Databeheer

Contactcentra gaan om met grote hoeveelheden gegevens, van rapportagegegevens tot oproeplijsten. U moet de gegevens mogelijk overdragen naar en van CXone en u moet mogelijk werken met gegevens binnen CXone. Hoe u werkt met gegevens in Studio-scripts of API's hebben invloed op de prestaties van uw systeem en de kwaliteit van uw interacties. Deze pagina helpt u bij een efficiënt beheer van gegevens.

Het juiste gereedschap voor de juiste taak

Het primaire doel van Studio is het beheren van de contactroutering.

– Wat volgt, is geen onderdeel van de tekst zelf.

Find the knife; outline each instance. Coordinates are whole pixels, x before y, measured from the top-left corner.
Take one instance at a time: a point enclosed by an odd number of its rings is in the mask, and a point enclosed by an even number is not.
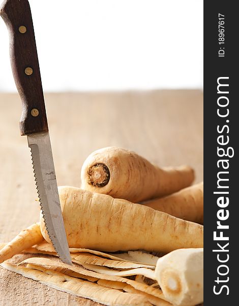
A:
[[[9,34],[10,55],[22,103],[21,135],[31,148],[37,189],[46,228],[61,260],[71,265],[49,135],[30,6],[27,0],[5,0],[0,15]],[[44,22],[44,21],[43,21]]]

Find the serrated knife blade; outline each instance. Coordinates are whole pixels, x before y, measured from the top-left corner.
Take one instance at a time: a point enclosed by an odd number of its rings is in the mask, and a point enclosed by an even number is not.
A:
[[[71,265],[49,133],[27,135],[27,141],[46,230],[59,258]]]
[[[22,104],[22,136],[27,135],[45,225],[59,258],[71,264],[61,209],[30,6],[4,0],[0,15],[8,30],[11,65]],[[56,115],[57,112],[55,112]]]

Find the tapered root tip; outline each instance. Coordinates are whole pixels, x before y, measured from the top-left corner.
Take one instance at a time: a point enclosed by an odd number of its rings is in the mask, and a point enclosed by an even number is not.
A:
[[[104,164],[96,164],[87,171],[88,184],[97,187],[103,187],[109,182],[110,173]]]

Alles wat u doet in een Studio-script moet gericht zijn op contacten. Elke gegevensverwerking die u nodig hebt die niet verwant is met contacten, moet buiten Studio gebeuren. Studio is niet ontworpen voor het verwerken van grote hoeveelheden gegevens, zodat deze een gegevenslimiet heeft van 32KB. Dit volstaat wanneer wordt gewerkt met contacten en de servers efficiënt blijven werken.

Het volgende is een taak die gegevensbeheer vereist, met twee voorbeelden voor het realiseren van de taak.

Voorbeeld taak: analyseer dagelijks agentgegevens om potentiële problemen te identificeren, zoals overmatig lange pauzen of niet geplande pauzes.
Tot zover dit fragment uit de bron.